Por Graciela Ribles
Por Graciela Ribles
Siempre me gustaron las metáforas, por eso cuando la vi no me extrañó asociarla a mi vida. Pegada al cordón, lejos de los días donde su uso fue cotidiano, una cuchara de acero inoxidable está tirada. Sin pensarlo la levanto y la guardo en el bolso.
Llego a casa y me tiro en la cama. Quiero perdonar, pero no puedo, el odio es letal, un cáncer que devora todo.
Cierro los ojos y me veo en el colectivo yendo al regimiento. Todas las semanas de lo que duró la guerra llevé donaciones, mi vieja tejía para los soldados de Malvinas, era su forma de colaborar con la Patria. Tenía diecisiete años y estaba terminando el secundario. Fue así como conocí a Lucho, mecánico del ejército.
-Hola Marina, te estaba esperando. Me dijo con ese tonito del interior, era misionero.
-Hola Lucho, acá traigo bufandas y un par de pulóveres.
-Gracias Marina, en aquella mesa te lo reciben.
Nos sentamos en un banquito de piedra, hacía frío. Lucho me tomó las manos, su piel era áspera.
- Marina, esta noche salgo para Malvinas y en dos días me embarco en el crucero General Belgrano para ir a las islas. No te pido que esperes, pero si regreso prometo buscarte.
De sus pómulos descendió algo húmedo, yo le sonreí, como queriendo atropellar la tristeza.
El sonido del timbre me sobresalta. El cadete me entrega un sobre. Miro por la ventana, las luces de la calle están encendidas, la soledad pesa, pero fue mi elección y no me quejo.
Lucho nunca llegó a embarcar en el General Belgrano, el camión que lo trasladaba fundió el motor y quedaron varados varios días en Chubut hasta que recibieron la orden de regresar a Buenos Aires. La guerra había terminado. Vino a buscarme, nos casamos y nos radicamos en Apóstoles, un pueblo misionero.
Preparo el mate, los recuerdos se amontonan en una sucesión de imágenes. El ruido del ventilador me adormece. Mi cuerpo casi desnudo disfruta ese aire caliente.
El sonido de la ambulancia altera la siesta, no es común escucharla. Estiro las piernas sobre el sillón, mientras en el televisor el programa de chimentos muestra el culebrón del momento.
Suena la campanilla del teléfono.
-¿Hola?
-¿Señora de Poletti? Es una voz masculina que no conozco.
-Sí, ella habla. ¿Quién es?
-Soy el suboficial Ordoñez, necesito que venga al taller de su esposo, él sufrió una descompensación.

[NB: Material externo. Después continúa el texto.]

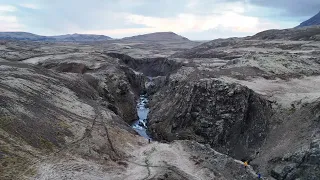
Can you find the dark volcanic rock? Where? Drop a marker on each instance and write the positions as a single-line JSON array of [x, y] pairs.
[[230, 117]]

-Pero, ¿está bien? -le pregunto.
- En este momento lo está atendiendo el médico.
Salgo corriendo, solo dos cuadras separan la casa del taller. Al llegar veo en la puerta la ambulancia y un patrullero. Entro por el portón Lucho está tirado en el piso, tapado con una lona. Cerca del mediodía, había llamado avisando que se quedaba a terminar un trabajo de último momento.

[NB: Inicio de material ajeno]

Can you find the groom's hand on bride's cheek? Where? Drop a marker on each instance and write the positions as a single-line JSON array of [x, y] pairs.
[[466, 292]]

La situación es confusa, el médico, la policía y ella. ¿Qué hace ella en el taller? Pienso. Corro la lona, Lucho está desnudo. El médico informa que murió de un infarto. Al salir del taller mis ojos son una máscara seca. El suceso se transforma en un gran chisme. Mi último recuerdo de Lucho quedó ahí, no fui al velorio, ni al entierro, nuestros hijos se encargaron de todo.

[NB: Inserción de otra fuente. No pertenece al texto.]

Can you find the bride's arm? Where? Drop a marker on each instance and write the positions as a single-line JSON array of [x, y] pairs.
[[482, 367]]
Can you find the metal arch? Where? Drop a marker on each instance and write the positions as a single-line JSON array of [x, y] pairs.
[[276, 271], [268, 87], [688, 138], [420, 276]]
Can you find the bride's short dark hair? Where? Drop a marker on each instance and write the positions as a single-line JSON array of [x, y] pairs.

-Vivieron treinta años juntos mamá. Corta con la bronca.
Voy a la cocina desde hace unos meses todo es así, por inercia. Limpio el mate y guardo el termo en la alacena. Busco en la cartera los cigarrillos, mis manos tocan algo duro, es la cuchara que encontré en la calle. La pongo bajo la canilla y abro el agua caliente, con una esponja de acero la refriego hasta sacar toda la mugre. Busco un repasador y la seco, después con una pasta para metales le saco brillo. Una gran transformación, vuelvo a guardarla en la cartera. El reloj marca las nueve, sobre el modular la foto de Lucho. Tomo el bolso, el sobre con el pasaje, apago la luz y cierro la puerta.